According to Ross Douthat, our formerly thriving metropolitan areas are actually dystopias characterized by a disappearing middle class, a wealthy, but insulated professional class, and a huge number of essential, but invisible service workers on whom the system is completely reliant. The package is held together by the police, not bonds of community between the winners and the losers. The events of the last few months have shown us how vulnerable and unjust the system is. Is he right?

There is a grain of truth to this. Today’s successful metropolitan areas are dependent on information-based industries, finance, entertainment, and tourism. Manufacturing has moved to the suburbs in order to avoid soaring real estate values, which means fewer middle class jobs. American cities, which used to be a counterpoint to European cities, now resemble them; the poor live in outlying areas with poor transportation links, not in slums close to the city center. These cities are bright, shiny things, but they are not utopias.

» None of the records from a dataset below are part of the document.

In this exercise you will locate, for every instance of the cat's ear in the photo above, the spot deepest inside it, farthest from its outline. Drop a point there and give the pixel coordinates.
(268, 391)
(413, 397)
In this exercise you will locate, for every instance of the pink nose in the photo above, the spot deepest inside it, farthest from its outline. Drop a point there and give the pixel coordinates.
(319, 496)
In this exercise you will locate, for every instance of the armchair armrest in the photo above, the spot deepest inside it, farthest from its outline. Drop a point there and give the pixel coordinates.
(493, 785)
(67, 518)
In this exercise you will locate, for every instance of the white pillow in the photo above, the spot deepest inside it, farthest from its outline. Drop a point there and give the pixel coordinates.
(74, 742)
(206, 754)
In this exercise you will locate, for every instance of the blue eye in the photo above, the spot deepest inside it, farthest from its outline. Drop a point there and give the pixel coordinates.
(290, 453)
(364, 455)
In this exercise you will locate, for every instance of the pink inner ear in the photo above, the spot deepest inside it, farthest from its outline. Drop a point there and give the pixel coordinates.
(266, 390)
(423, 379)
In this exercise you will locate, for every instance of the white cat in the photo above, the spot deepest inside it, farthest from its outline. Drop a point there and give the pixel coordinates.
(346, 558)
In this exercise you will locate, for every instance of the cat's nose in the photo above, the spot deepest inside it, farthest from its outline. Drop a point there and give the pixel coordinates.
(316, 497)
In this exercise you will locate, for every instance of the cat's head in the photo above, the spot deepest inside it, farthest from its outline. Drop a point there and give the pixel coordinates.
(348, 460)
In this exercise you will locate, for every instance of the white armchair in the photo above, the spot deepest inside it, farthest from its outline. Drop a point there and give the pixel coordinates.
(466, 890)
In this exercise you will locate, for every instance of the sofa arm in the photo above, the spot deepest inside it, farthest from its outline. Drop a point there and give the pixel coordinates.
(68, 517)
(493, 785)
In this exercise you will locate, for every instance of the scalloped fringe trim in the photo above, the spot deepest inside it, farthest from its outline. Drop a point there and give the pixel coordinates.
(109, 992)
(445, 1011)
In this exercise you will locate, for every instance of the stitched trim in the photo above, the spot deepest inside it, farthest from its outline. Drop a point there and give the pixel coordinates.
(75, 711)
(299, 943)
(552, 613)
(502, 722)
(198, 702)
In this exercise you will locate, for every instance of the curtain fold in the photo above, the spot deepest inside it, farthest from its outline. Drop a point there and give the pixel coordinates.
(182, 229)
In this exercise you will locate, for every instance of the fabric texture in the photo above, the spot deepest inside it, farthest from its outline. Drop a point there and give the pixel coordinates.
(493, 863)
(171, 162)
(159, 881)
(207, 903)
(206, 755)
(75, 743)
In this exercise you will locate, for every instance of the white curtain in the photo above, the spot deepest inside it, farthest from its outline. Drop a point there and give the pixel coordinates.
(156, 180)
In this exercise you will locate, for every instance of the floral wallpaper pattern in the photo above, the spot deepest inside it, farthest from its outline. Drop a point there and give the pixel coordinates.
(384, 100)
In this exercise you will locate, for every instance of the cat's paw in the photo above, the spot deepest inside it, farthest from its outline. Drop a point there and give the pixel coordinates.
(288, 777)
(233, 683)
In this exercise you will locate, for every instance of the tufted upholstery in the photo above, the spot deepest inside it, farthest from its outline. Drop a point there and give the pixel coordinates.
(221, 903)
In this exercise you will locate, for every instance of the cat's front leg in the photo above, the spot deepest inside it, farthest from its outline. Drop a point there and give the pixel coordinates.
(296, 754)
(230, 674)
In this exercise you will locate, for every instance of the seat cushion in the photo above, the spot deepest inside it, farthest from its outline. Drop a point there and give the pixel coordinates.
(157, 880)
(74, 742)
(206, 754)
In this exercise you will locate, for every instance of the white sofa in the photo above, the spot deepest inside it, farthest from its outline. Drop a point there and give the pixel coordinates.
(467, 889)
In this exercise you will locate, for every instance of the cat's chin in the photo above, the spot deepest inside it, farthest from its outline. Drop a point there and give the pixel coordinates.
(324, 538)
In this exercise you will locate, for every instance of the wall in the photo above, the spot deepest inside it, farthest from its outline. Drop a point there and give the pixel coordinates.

That said, these changes are the result of a worldwide economic shift to value based on knowledge. They were caused by unseen forces, not the considered decisions of an uncaring professional class. They don’t conform to the GOP view of a class war between salt of the earth high school graduates with lousy jobs and a thriving, voracious, insular intellectual elite. They weren’t willed into existence by anyone in particular. They happened outside the control of any individual or group, like most things.

Can this state of affairs be reversed? It would probably take a very lengthy pandemic or an economic crisis the likes of which we haven’t seen yet to reverse the polarity between rising cities and declining rural areas. And what is Douthat’s solution to the problem? To convert the elite to a conservative brand of Catholicism, set up Benedict as a theocrat, and ban abortion and pornography? Does anyone seriously believe that the success of land use planning ultimately depends on morality, not economics?